Yesterday’s anticlimactic announcement of Kinect’s retail price has lead to all kinds of Kinect discussions in every corner of the internet. Today’s Kinect talking points include the amount of physical space necessary to use the system, and Microsoft’s charts detailing the total cost of ownership for each console manufacturer’s motion control option.
One of the long-standing concerns about Kinect is just how much space players will need when using the motion control system. Certainly, every demo of the system so far has dedicated a fairly significant chunk of real estate to the experience. Will the system even function properly in smaller spaces?
Now, thanks to the pre-order page over at Amazon, that question has been answered.
“What will you need to play Kinect?”
“You’ll need any Xbox 360 console, a Kinect sensor, Kinect games and 6 feet between you and your television for play space.”

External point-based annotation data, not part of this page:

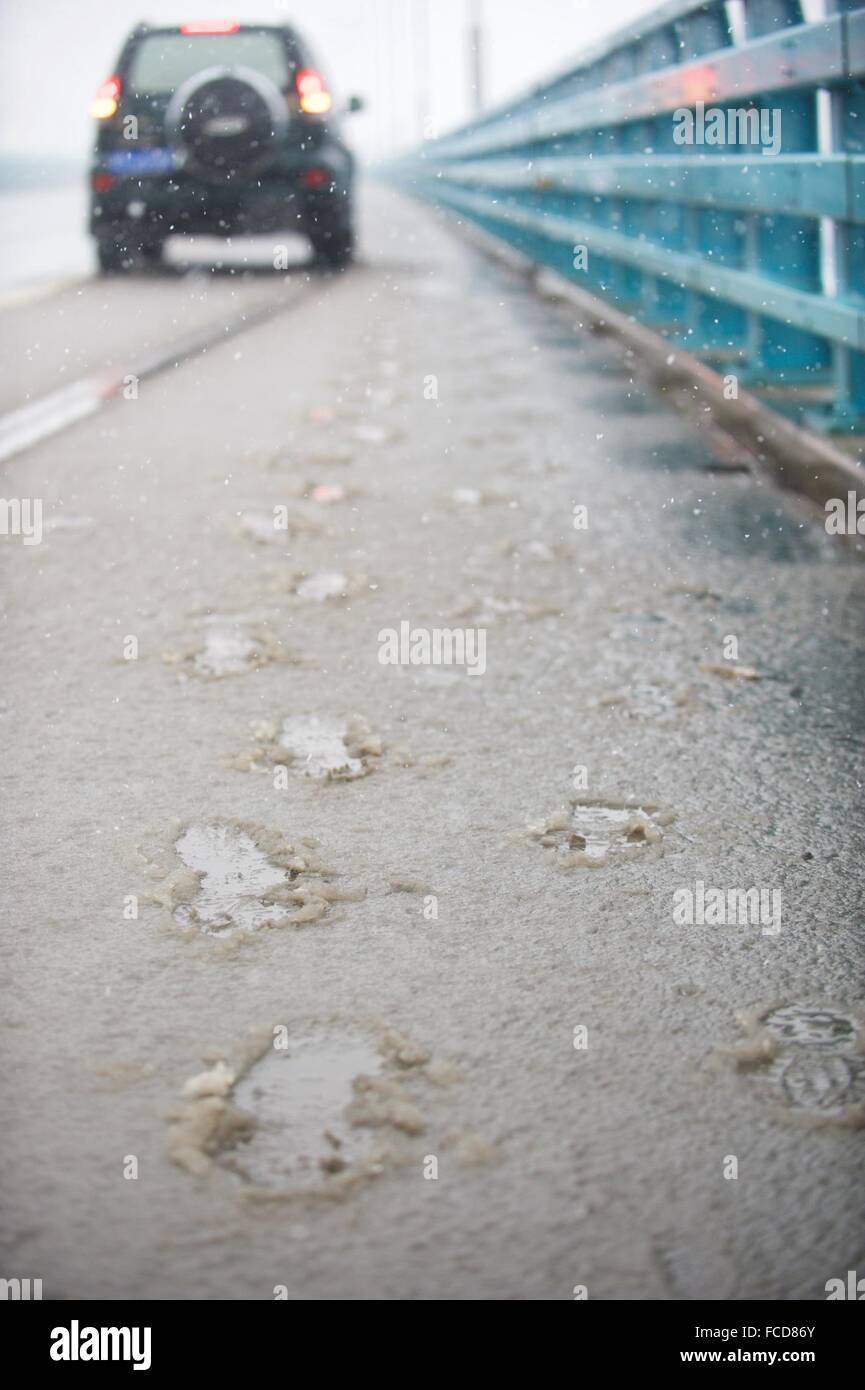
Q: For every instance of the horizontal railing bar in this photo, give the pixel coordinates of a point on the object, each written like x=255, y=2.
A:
x=814, y=185
x=627, y=35
x=804, y=56
x=833, y=319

A six foot space requirement, which is not mentioned on Microsoft’s Kinect page, pretty well limits the system to the living rooms and family rooms of the world. If you’ve been playing your Xbox 360 in your bedroom, or live in a dorm or a small apartment, it looks like Kinect is not an option for you.
Space aside, the real Kinect issue continues to be price. I, like many other people, am of the opinion that Kinect’s price is too high. Microsoft, however, insists that an Xbox 360 with Kinect is the cheapest way into motion gaming — and they’ve got a chart to prove it. Have a look.
There is a second chart for current system owners who would like to upgrade. Here it is.
Both charts are based on some semblance of feature parity, though liberties do seem to have been taken. Does either Wii bundle really need the $100 Balance Board? Furthermore, neither Move bundle actually requires the $60 in navigation controllers. All things being equal, shouldn’t the Xbox 360 system bundle include a $50 Xbox Live Gold Subscription? After all, both PS3 and Wii feature online gaming and Netflix streaming. Parity is parity, right?
Personally, I find this whole line of reasoning on Microsoft’s part to be misguided. At this point, the price is what it is. Microsoft should quit wasting time comparing themselves to the competition. Kinect’s success or failure from here on out depends largely on the quality of its games, and Microsoft had better make sure that those games are damn good.
Well, let’s hear it – what do you think about the Kinect space requirement? What is your take on Microsoft’s “Cost of Ownership” charts?